AI has been in development for over sixty years. During this time, it has gone through several periods of excitement. In the past, there was considerable focus on looking at how human experts behaved and then codifying those practices as rules into a computer. In contrast, progress today is being driven by a subset of machine learning called deep learning. Deep learning involves feeding data to neural networks crudely modelled on how we think the human brain might work and using algorithms to have the computer learn from that data. Rather than trying to examine samples of information with preset rules, computers are now powerful enough to examine complete data sets and observe whatever patterns might exist within them. With the advent of unsupervised learning, this data does not even need to be labelled to allow the computer to make sense of it. Deep learning is enabling remarkable improvements in machine translation, natural language recognition and computer vision.
Moore’s law suggests that processing power doubles every two years, but other improvements in computing have actually enabled far greater progress. Cloud computing lowered the cost, while a shift from using computer processing units (CPUs) to graphics processing units (GPUs) has sped up deep learning by 10-20x. GPUs are well suited to deep learning because they specialise in doing a large number of simple calculations in parallel. Overall, computational performance in deep learning has improved a staggering fiftyfold in just three years.
The proliferation of the internet, particularly on mobile devices, has led to an explosion in the data necessary to feed deep learning algorithms. In 2016, it was observed that more data was created in the previous two years than in the whole of human history. This matters because today’s artificial mind is still rather dull. A human brain needs only a dozen images of dogs and cats to begin to distinguish between them. An artificial mind requires thousands of examples. If AlphaGo had only been able to practice as much as Lee Sedol, Sedol would have annihilated his artificial opponent. More data is creating smarter machines.

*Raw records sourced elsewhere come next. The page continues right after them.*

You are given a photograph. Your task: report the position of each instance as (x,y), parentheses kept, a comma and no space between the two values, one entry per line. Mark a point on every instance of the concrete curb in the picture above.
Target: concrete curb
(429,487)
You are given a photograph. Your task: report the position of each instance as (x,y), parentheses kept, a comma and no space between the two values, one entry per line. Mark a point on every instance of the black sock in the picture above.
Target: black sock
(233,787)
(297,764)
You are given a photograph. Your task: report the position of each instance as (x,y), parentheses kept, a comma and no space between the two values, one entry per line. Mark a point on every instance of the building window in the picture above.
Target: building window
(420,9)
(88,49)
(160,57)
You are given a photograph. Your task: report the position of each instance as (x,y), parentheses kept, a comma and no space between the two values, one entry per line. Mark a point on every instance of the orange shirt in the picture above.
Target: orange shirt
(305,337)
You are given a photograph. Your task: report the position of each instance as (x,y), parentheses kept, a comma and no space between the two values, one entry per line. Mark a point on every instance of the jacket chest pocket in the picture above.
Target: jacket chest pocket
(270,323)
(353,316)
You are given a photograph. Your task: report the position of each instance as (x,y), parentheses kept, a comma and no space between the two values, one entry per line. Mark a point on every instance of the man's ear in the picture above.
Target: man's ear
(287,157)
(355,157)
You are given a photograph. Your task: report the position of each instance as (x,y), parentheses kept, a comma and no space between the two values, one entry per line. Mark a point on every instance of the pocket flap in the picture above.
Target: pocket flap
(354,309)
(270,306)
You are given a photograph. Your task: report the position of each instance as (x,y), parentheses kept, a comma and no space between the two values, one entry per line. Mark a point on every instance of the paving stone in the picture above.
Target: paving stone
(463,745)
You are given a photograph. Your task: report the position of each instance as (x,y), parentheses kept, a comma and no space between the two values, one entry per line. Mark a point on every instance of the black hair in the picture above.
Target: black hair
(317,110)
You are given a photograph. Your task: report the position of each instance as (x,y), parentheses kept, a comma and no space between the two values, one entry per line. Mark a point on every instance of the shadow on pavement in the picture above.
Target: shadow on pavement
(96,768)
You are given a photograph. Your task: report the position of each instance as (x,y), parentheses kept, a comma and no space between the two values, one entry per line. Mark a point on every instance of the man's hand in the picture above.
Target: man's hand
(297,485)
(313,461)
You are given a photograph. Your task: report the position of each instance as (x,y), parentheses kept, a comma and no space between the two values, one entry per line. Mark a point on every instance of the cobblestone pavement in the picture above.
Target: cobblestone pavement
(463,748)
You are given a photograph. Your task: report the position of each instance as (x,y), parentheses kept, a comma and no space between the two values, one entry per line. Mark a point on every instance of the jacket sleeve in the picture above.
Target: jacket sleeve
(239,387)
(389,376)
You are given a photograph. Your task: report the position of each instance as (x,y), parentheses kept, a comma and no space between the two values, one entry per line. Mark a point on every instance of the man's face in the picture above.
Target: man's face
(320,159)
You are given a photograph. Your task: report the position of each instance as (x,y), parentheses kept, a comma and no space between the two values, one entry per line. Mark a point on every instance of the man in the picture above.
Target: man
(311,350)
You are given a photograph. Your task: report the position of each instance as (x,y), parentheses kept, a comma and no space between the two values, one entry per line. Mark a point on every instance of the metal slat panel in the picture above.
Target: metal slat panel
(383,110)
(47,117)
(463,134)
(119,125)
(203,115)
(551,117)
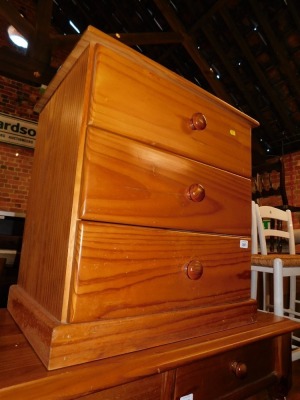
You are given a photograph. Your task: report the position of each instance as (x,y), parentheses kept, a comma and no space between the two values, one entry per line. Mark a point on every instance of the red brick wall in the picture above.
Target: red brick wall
(16,99)
(15,174)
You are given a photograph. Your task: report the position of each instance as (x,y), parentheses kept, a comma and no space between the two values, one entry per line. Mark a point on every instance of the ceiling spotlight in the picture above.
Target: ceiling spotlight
(16,37)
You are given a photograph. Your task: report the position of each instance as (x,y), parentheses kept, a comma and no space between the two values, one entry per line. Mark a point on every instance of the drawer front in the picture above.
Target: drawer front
(122,271)
(130,183)
(220,375)
(155,106)
(149,388)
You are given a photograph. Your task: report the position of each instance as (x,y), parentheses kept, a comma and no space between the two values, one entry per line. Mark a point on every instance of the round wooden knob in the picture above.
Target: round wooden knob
(196,192)
(239,369)
(194,269)
(198,122)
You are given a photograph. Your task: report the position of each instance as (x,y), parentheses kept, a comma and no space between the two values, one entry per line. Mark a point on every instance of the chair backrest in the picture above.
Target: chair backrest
(279,225)
(254,233)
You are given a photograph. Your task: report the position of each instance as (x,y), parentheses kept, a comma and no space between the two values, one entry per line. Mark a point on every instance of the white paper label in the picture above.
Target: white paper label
(244,244)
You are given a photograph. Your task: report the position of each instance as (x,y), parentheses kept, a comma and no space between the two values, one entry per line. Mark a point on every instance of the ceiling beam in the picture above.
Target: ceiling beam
(191,47)
(281,112)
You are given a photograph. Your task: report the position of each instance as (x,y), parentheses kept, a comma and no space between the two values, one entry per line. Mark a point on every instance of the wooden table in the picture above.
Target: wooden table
(196,368)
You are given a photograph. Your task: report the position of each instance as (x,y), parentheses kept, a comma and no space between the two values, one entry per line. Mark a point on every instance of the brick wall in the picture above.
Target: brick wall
(15,174)
(16,99)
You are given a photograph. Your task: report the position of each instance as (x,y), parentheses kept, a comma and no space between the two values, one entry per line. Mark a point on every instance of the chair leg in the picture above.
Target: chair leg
(292,305)
(254,278)
(278,287)
(266,292)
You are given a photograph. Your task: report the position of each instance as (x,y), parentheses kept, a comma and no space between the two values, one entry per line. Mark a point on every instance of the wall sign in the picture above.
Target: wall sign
(17,131)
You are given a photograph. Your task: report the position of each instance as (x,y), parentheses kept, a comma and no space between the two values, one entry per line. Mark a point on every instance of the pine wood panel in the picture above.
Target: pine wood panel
(60,345)
(23,376)
(220,379)
(132,99)
(49,227)
(127,182)
(124,271)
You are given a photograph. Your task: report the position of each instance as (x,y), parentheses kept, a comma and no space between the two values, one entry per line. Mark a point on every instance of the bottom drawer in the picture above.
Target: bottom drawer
(218,376)
(126,271)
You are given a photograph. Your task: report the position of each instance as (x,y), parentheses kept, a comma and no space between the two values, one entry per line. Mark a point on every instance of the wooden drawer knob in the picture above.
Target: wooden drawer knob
(239,369)
(198,122)
(194,269)
(196,192)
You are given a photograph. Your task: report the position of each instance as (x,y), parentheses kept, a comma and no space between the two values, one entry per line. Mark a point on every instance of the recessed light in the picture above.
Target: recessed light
(16,37)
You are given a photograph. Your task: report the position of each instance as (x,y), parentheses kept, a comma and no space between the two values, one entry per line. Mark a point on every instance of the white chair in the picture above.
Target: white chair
(281,265)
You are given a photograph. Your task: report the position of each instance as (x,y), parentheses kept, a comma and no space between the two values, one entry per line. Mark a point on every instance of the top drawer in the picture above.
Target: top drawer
(155,106)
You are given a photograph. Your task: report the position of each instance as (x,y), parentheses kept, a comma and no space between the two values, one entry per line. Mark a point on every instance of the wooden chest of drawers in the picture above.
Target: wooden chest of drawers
(138,222)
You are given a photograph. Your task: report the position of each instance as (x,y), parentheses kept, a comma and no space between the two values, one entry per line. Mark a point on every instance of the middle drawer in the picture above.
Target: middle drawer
(125,271)
(127,182)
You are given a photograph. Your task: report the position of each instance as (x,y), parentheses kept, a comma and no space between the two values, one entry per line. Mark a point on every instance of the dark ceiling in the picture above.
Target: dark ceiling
(246,52)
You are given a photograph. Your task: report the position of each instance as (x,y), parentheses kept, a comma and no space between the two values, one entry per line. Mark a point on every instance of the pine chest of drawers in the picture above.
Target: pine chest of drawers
(138,222)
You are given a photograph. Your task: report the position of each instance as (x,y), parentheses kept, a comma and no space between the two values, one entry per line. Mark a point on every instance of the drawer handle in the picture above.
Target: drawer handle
(198,122)
(239,369)
(194,270)
(196,192)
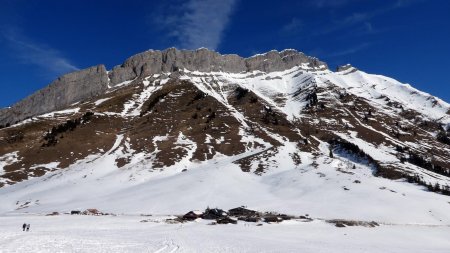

The most relevant near-term application of deep learning is natural language recognition. This has the potential to change how we interact with the internet and therefore how every internet company interacts with its users.
Li believes this represents the third era of the internet. The first was the desktop era, with keyboards as the input device. The second was the mobile internet with touch screen input. Li believes the mobile internet era is now coming to an end, replaced by the AI era with natural language recognition as the input device.
The application of deep learning to natural language recognition has fuelled significant progress. Error rates have fallen from over 15% in early 2015 to below 4% today. Moreover, a Stanford study using Baidu’s Deep Speech 2 recently demonstrated that speech recognition was 3x faster in English and 2.8x faster in Mandarin than using a touch screen. Furthermore, it found speech recognition actually reduced the error rate in English by 20% and in Mandarin by an incredible 63%.
It is because of these improvements that 10% of Baidu’s search queries are now made using speech recognition. Moreover, Ng predicts that by 2019 half of all Baidu search queries will come through speech and image search. Voice queries are more popular in China, in part because the language is notoriously hard to type and some users do not know pinyin (the system of writing Mandarin that uses the Latin alphabet). This could give Baidu a head start in voice recognition.
It is very early, but the implications of this shift strike me as hugely significant. In the desktop era, search was a dominant gateway to the internet. In the mobile era, it remained important, but less dominant. Users can now go directly to vertical search apps and app stores. For example, I can happily search for restaurants using Trip Advisor’s app, read news on the BBC News app and buy a new pair of shoes on Zalando’s app without ever going near Google. In contrast, with voice recognition, the search engine or voice recognition provider becomes the access point to all information and all functions, becoming both a search engine and a virtual assistant. Whoever fulfils this role effectively becomes the operating system (OS). This is why Microsoft and Apple are developing their voice recognition assistants, Cortana and Siri.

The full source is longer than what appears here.